Core Problem / Challenge
- The failure of early "AIOps" to live up to its hype, often creating more operational toil instead of reducing it.
- The difficulty of applying traditional SRE principles to ML systems. A model can be "up" according to health checks but still produce harmful, low-quality output, making standard metrics insufficient.
- Navigating the "messy middle" of operational work: transitioning from manual configuration to directing AI-driven execution
- Balancing market pressure for high-velocity model releases with responsibility for safety and reliability of highly-leveraged technologies
Key Solutions & Concepts Presented
- Human Augmentation: Most practical current use of AI in operations is augmenting SRE capabilities, not full automation:
- First-draft generation for Terraform configs or Helm charts
- Incident triage assistance by suggesting relevant metrics/dashboards
- Conversational documentation interface using LLMs to query runbooks, postmortems, and design docs
- Model Quality as an SLO: For ML-driven services, model output quality is the service's reliability. A fraud model flagging all transactions is equivalent to the payment service being down
- ML - Citations and Trust: AI-driven operational tools must provide citations and deep links to source documents, allowing human operators to verify reasoning
- ML - Responsible Scaling Policy: Proactive risk management framework tying model capabilities to required security/safety controls before release
- Correlation for Fault Isolation: Simple diagnostic principle - single model degradation suggests model-specific issues; multiple simultaneous degradations point to systemic infrastructure failures
Memorable Quotes
"End to end model quality is the only SLO that people working on reliability for ML systems can have."
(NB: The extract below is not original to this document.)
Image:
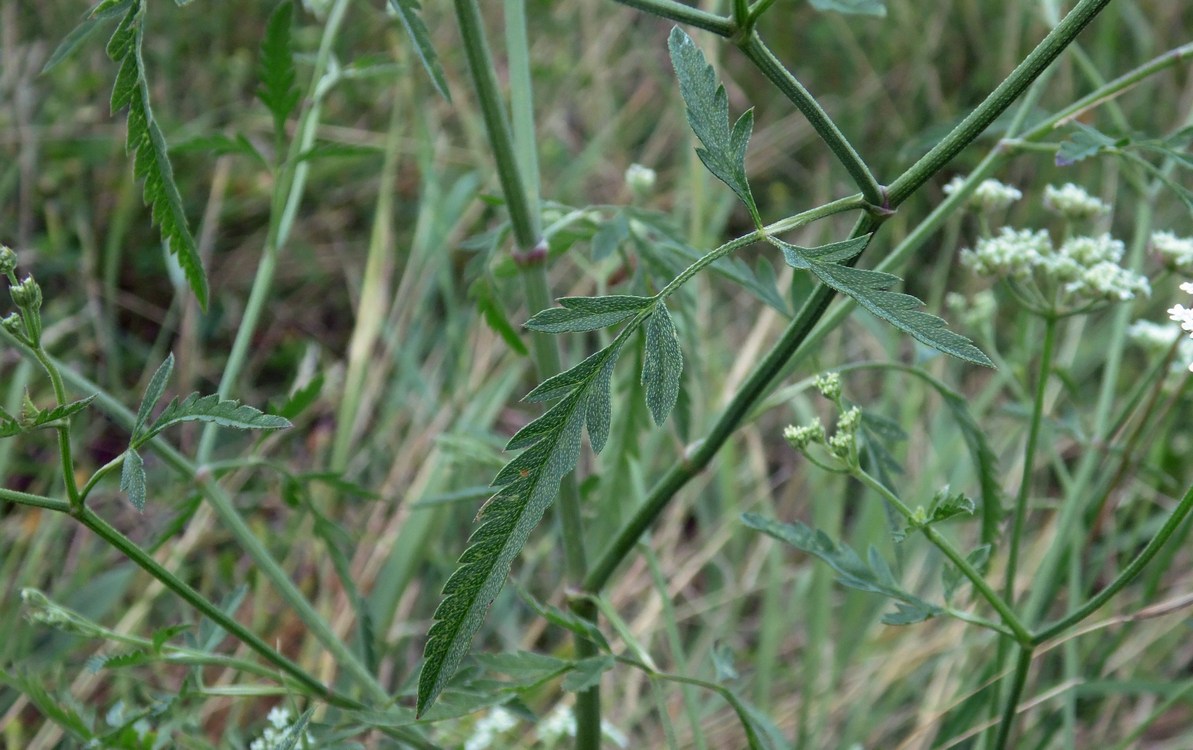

"What is it like to do technical work in a world where the execution becomes less and less important but the architecture, and the purpose, and the design are still important?"
Connecting to My Existing Knowledge
- The concept of Model Quality as an SLO directly extends the user-centric principles from Why MTTR is misleading and connects to the evolution of SRE practices discussed in Google - The Evolution of SRE. It forces a shift from measuring reliability by process health to actual user-perceived service quality.
- The discussion on Human Augmentation parallels the automation maturity levels - we're at "driver assistance" rather than "full automation." This connects to the platform engineering approaches in Github - How we tackle platform problems where humans remain central to complex system management.
- The Responsible Scaling Policy framework can be seen as a form of structured, proactive threat modeling for AI-specific risks, directly extending the reliability principles from Building Reliable Systems.
- The emphasis on Citations and Trust aligns with the observability principles in Honeycomb - How Much Should I Be Spending On Observability - the need for transparent, debuggable systems where operators can trace decisions back to their sources.
- Some of the challenges of managing ML models can be mitigated with System-Theoretic Accident Model and Processes - ML systems create complex control loops where traditional component-failure thinking breaks down. The "model producing harmful output while appearing healthy" problem is exactly the kind of hazard state STAMP was designed to analyze. STPA could proactively identify unsafe control actions in ML feedback loops, while CAST could help analyze incidents where model degradation went undetected.